There are serious Hereditary vibes circling the themes, and I'd be shocked if a VHS rental of this movie didn't imprint on a young Ari Aster. I'm also fairly shocked this movie hasn't been discussed more over the years. Maybe it was its lack of easy availability or small scale: ultimately, this is a very intimate story about one young woman's fate. Let's face it: that type of material doesn't always connect with a general fanbase who would rather see women in a very different light.  

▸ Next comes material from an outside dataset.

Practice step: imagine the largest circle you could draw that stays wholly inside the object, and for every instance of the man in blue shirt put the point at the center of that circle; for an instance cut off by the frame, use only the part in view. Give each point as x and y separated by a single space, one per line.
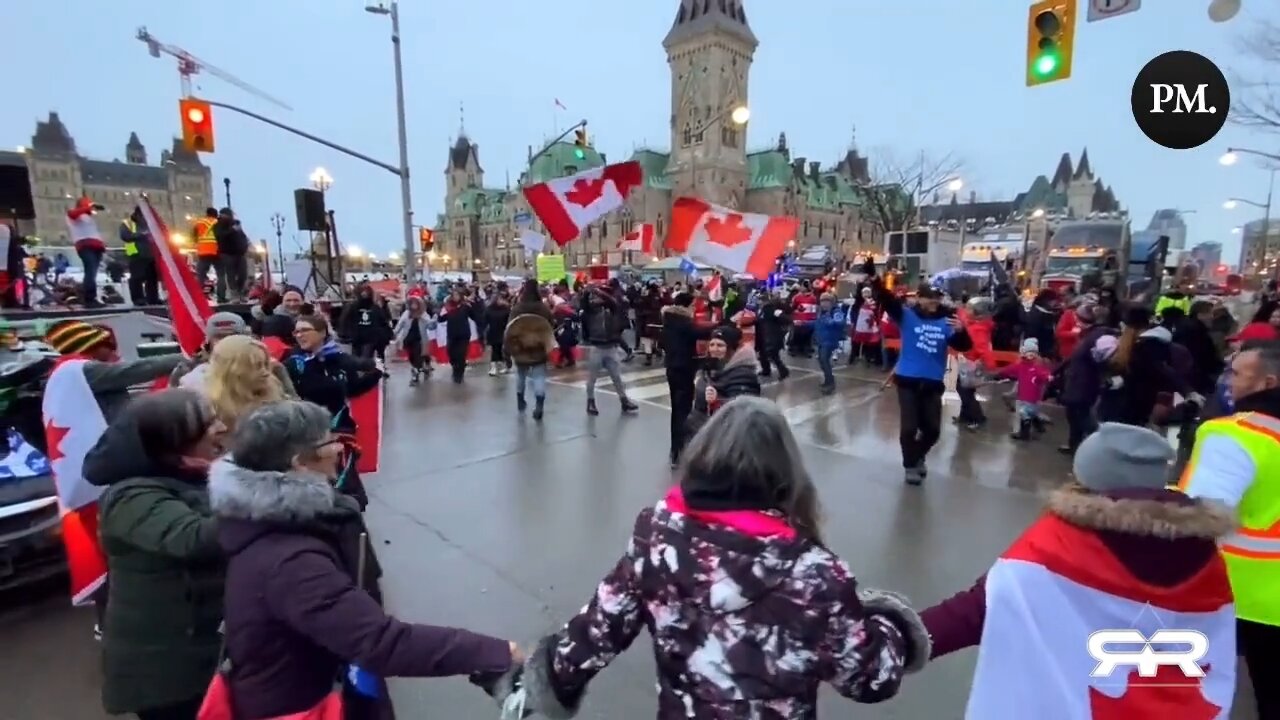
928 329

Make no mistake: there is a lot of pain in Alison's Birthday, and a mounting sense of sad, inescapable dread. The ending packs an incredibly powerful punch that I won't forget. 

This is good stuff.

High Points
One of the key factors in making Alison's Birthday work is how the characters actually address the far-fetched supernatural possibilities at play. Alison is logical but dubious, and Peter, as he becomes deeper and deeper involved in solving the mystery, enlists the aid of his professional psychic pal. She in turn doesn't speak about these cults as if they're an ear to the underworld, but is very clear that Peter needs to know WHY and HOW they think the way they do if he has any hope of saving his girlfriend. It's an important distinction that helps ground the chaos

Low Points
It's the era, and that's that, but some of Alison's Birthday's score occasionally dates itself with such an electronic action-packed sound that doesn't quite align with the old-world eeriness of its folk horror roots

Lessons Learned (The Oz Edition)
Lyle was not a popular surname in 1980s Australia

All Australian babies are born with blue eyes

Pagan rituals down under call for the finest formalwear

I adored Alison's Birthday, and would be shocked if you didn't too. Go get it.